Owning your own home is far from the beginning of real estate ownership. There are countless success stories of people who made a fortune, retirement, empire—or even just a comfortable extra income—by investing in real estate. Investing in real estate typically is not just investing in buildings, but rather investing in the income stream tied to a particular building, which is generated through the rent paid by the tenants. Here’s an overview to get you thinking about an investment property. Residential is a great way to start with rental properties, because they are relatively inexpensive compared to commercial property, however there are plenty of commercial opportunities that will compare in price to the residential opportunities.
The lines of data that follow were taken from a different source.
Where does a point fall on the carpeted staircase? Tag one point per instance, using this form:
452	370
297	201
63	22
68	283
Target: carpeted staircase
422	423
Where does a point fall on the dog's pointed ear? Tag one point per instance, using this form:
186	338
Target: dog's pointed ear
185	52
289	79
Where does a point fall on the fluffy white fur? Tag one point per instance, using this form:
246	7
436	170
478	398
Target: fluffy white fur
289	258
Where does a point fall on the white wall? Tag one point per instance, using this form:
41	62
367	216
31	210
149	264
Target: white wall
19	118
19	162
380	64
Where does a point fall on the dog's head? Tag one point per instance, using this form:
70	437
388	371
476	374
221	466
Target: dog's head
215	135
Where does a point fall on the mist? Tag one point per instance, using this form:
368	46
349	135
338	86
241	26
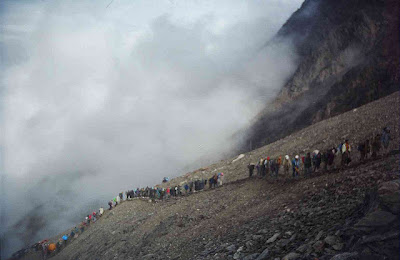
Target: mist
96	100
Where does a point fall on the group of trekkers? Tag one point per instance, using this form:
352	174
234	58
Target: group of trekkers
182	189
48	248
311	162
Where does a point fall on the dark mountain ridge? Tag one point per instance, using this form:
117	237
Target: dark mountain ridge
348	56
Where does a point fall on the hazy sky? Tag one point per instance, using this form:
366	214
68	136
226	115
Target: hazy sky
98	100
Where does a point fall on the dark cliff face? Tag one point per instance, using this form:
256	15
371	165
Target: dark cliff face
348	56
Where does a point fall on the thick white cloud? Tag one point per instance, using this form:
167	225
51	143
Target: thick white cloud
98	100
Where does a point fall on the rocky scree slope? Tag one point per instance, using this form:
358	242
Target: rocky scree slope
348	56
342	214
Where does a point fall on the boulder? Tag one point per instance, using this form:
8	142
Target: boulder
375	220
251	257
273	238
231	248
346	256
263	255
319	246
291	256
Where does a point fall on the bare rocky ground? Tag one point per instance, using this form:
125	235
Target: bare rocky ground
350	213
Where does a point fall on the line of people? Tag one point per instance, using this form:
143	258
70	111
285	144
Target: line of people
185	188
311	162
307	164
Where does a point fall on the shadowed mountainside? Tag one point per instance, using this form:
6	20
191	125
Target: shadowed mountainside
348	56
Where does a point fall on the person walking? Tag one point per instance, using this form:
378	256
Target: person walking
346	149
296	166
376	146
307	165
385	138
250	166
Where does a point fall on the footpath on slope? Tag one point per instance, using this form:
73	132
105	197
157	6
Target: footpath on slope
316	217
145	223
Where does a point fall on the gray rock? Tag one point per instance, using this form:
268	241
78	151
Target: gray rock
273	238
148	257
251	257
318	237
258	237
249	244
238	253
291	256
376	219
303	248
338	246
263	255
231	248
346	256
263	231
319	246
283	242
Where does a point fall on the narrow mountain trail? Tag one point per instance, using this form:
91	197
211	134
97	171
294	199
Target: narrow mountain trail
244	213
257	218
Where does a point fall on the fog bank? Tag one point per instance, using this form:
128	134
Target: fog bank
97	100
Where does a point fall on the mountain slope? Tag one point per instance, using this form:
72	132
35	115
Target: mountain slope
247	213
348	56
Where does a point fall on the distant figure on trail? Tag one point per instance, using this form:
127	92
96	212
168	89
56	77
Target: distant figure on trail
331	158
65	238
267	164
250	166
367	149
258	167
385	138
307	165
317	158
346	149
286	165
278	165
262	167
324	159
362	149
296	166
220	178
376	146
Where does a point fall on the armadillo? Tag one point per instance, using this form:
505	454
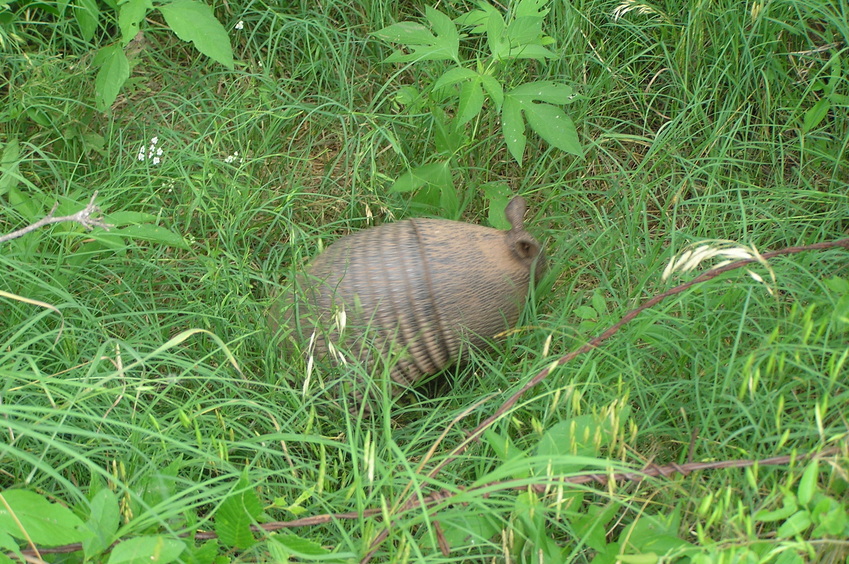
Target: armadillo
416	292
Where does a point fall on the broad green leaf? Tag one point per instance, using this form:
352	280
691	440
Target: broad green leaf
808	483
513	127
552	124
27	515
130	14
816	114
532	8
154	234
478	19
406	33
87	15
524	31
543	91
599	304
9	165
236	514
441	44
204	554
591	526
114	72
103	521
586	312
453	76
142	550
471	102
194	21
549	122
536	52
494	89
303	549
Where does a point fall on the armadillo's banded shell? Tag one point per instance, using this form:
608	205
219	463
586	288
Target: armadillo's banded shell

Is investing in Real Estate Risky?
In general, real estate is usually considered to have a risk that is somewhere between that of stocks and bonds. The leases on real estate are similar to bonds, while the rents lucubrate with the market like stocks and the anticipation of a future sale at a higher price is similar to stocks. This is somewhat of an oversimplification but serves to place real estate among other capital investment alternatives. Real estate provides diversification benefits to investors because it performes differently from stocks and bonds, and has proven to be an excellent hedge against inflation. There are several ways investors approach real estate investing.
Improving a home
Quickly flipping a home is one way to make money off a real estate investment, but it can be risky. Grand Junction presents fewer flipping opportunities than other communities with larger housing inventory, however there are great deals to be had even in Grand Junction. A safer play than flipping is to buy a fixer upper and carefully manage costs over a year or so as you improve the property. You’re likely to get a great return, and there are more houses like this available. This stratgy is based solely upon the appreication gained by market appreciation over the hold period and maximizing value through improvements.
Instead of selling your investment property, you can rent it and make a good monthly profit if the rent exceeds your costs. Renting to a stable, reliable tenant can put extra money in your pocket every month for years on end. You can even hire a property manager, like Red Compass Realty, to handle repairs, rent collection, and other administrative tasks. And if you’re ever ready to stop dealing with tenants, you can sell the home and profit on the improvements and appreciation of your asset.
Multi-family rental properties
Renting out a single family home is a good starting place for investment properties, but you can get an even better return once you learn the ropes and move on to multi-family homes. Buying an apartment building or dividing a larger home into several apartment units comes with some added complications with taxes and regulations, but it also comes with huge income potential.
Commercial properties are governed by a separate set of rules and regulations by the federal and local governments. Taxes are higher and depreciation costs are spread across more years (unless it is a residential use like multi-family). Some of the advantages to commercial real estate investment include: working with businesses who typically have more pride of ownership and tend to lease for periods longer than one year. Lease rates also tend to be higher, however fluctuate more with the local economy.